My father always told me when walking in the woods to stop at regular intervals and look behind you as the perspective of the same area you just walked through would be completely different when you returned. People get lost on walks, as the path does not look like they remembered from going on the outward journey. Believe me it is so true!
This week I returned to England to visit my family and receive my citizenship certificate at a ceremony. I’m now a “dual-ler” as my daughter so nicely put it. When I visited my youngest son’s family, their two-year-old daughter kept her distance from me. She knew who I was, had talked to me many times on Face Time, yet she did not want to get too close. I was a little surprised by this reaction. On the second day of my stay her other grandparents came to visit. We were all standing at the door and they were asking her about me. “Who’s that?” “Grampa.” “Where did he come from?” “Canada.” Then she said: “Grampa big”. I looked down at her, then looked down upon her mother and grandparents and realized that she had no idea how big I was from the screen of a mobile phone. She only comes slightly above my knee. For her I was a skyscraper.
In my education training to be a teacher they taught us to go down to our student’s level to talk to them. One of my supervising teachers was of the opinion that you stand as tall and straight as possible to intimidate them by your presence so that the students knew who was the boss. Their perspective is so different than ours. Things look far bigger to them than they do to us. When I was young, the city I lived in had mountains of snow every winter.
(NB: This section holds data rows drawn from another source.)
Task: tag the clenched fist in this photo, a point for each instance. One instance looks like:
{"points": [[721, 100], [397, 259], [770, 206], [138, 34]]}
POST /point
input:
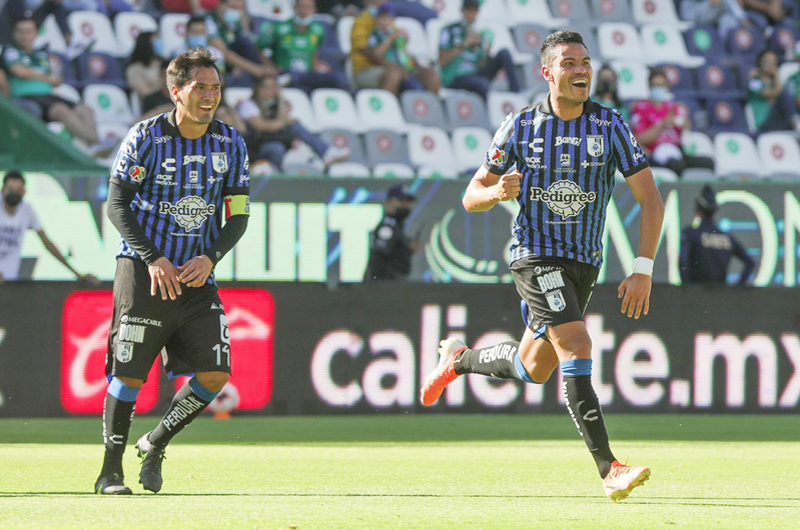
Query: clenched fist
{"points": [[507, 187]]}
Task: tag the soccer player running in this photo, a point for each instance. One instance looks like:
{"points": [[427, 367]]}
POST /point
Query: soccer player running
{"points": [[567, 149], [173, 178]]}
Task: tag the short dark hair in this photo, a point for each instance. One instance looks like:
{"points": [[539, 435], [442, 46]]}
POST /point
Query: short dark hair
{"points": [[554, 39], [13, 174], [184, 67]]}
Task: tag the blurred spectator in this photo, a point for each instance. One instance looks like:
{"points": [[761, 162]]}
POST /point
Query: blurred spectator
{"points": [[272, 130], [706, 251], [16, 217], [605, 91], [390, 249], [226, 32], [773, 107], [293, 46], [143, 73], [159, 101], [390, 44], [657, 124], [466, 59], [30, 79]]}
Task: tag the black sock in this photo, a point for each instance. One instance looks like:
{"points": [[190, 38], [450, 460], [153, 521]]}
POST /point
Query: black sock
{"points": [[117, 417], [500, 361], [185, 407], [585, 410]]}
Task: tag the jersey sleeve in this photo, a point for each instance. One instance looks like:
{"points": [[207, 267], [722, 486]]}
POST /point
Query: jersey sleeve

But as I got older it was so obvious that we didn’t get snow the way we used to. Must be climate change!
Are we sometimes reacting to our children’s concerns from a wrong perspective? Could we be telling them to suck it up and get on with it when the situation is really intimidating for them? Would it behove (got to love that word! Behoove in N.A.) us to take the time to come down to their level and see things from their perspective once in awhile? Hum!